6. Institutional health care services made by the operator of a health care facility to a patient or resident of the facility are exempt. [When a medical or prosthesis is installed in a health care facility in conjunction with an exempt institutional health care service, the supply of the prosthesis is also exempt. For example, when medical treatment in a hospital involves the installation of a prosthesis such as an artificial hip, the supply of the prosthesis by the hospital is exempt.] Exempt institutional health care services do not include medical or dental services performed for purely cosmetic purposes.

7. A supply of food and beverages, including the services of a caterer, made to an operator of a health care facility under a contract to provide, on a regular basis, meals for the patients or residents of the facility is exempt.

8. Fees charged by health care facilities to their patients or residents to cover accommodation and other institutional health care services are exempt. However, separate charges for other services, provided on a commercial basis by these facilities, that are not health related (e.g., parking and meals served in a cafeteria to visitors), are taxable.

9. The definition of “health care facility” under Part II (Health Care Services) of Schedule V to the Act includes a facility operated for the purpose of providing residents of the facility who have limited physical or mental capacity for self-supervision and self-care with:

(a) nursing and personal care under the direction or supervision of qualified medical and nursing care staff or other personal and supervisory care (other than domestic services of an ordinary household nature);

(b) assistance with the activities of daily living and social, recreational and other related services to meet the psycho-social needs of residents; and

(c) meals and accommodation.

Cosmetic Surgery for Medical or Reconstructive Purposes

10. Surgical and dental procedures that alter or enhance a patient’s appearance but have no medical or reconstructive purpose, are considered to be cosmetic surgery and, generally, are taxable.

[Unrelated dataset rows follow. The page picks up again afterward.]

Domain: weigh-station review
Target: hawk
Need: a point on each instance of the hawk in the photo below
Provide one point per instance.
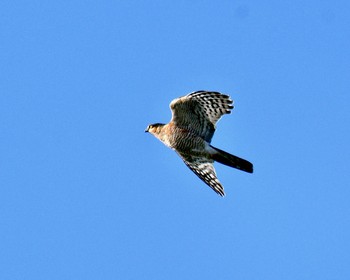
(190, 131)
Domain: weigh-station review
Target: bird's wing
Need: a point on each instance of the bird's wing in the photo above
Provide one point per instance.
(199, 112)
(205, 170)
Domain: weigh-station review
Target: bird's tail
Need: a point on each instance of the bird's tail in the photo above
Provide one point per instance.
(231, 160)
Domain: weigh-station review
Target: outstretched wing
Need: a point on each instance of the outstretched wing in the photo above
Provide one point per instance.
(205, 170)
(199, 112)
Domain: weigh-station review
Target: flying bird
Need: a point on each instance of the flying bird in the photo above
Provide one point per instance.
(190, 131)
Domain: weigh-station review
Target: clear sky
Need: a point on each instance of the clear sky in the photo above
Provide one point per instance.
(86, 194)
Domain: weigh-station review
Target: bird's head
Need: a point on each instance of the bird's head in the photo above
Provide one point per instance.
(154, 128)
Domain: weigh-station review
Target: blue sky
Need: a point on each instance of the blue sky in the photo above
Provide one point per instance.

Refer to paragraph 6 of this memorandum for more information on this subject.

11. However, cosmetic surgery that is performed for medical or reconstructive reasons is exempt. An example of this type of surgery is skin grafting performed on a burn victim.

12. In certain circumstances, provincial and territorial health insurance plans consider cosmetic surgery to be medically necessary and therefore an insured service. In these cases, the service is exempt. Such surgery is usually evaluated on a case-by-case basis. The criteria for finding cosmetic surgery to be medically necessary include:

(a) the surgery is to alter a significant defect in appearance caused by disease, trauma, or congenital deformity; and
(b) it is recommended by a mental health facility, or
(c) the patient is less than eighteen years of age and the defect is in an area of the body which normally and usually would not be clothed.

Nursing Services

13. A supply of a nursing service provided by a registered nurse, a registered nursing assistant or a licensed practical nurse is exempt where:

(a) the service is provided to an individual in a health care facility or in the individual’s place of residence;
(b) the service is a private-duty nursing service; or
(c) the supply is made to a public sector body (for example, a school authority, a hospital authority or a municipality).

14. Nurses may provide their services directly to patients or they may be hired by employment agencies who specialize in the provision of health care providers. In either case, the charge for their services is exempt.

Dental Hygienist Services

15. A supply of a dental hygienist service is exempt regardless of whether the hygienist is self-employed or is an employee of a management corporation or a medical practitioner.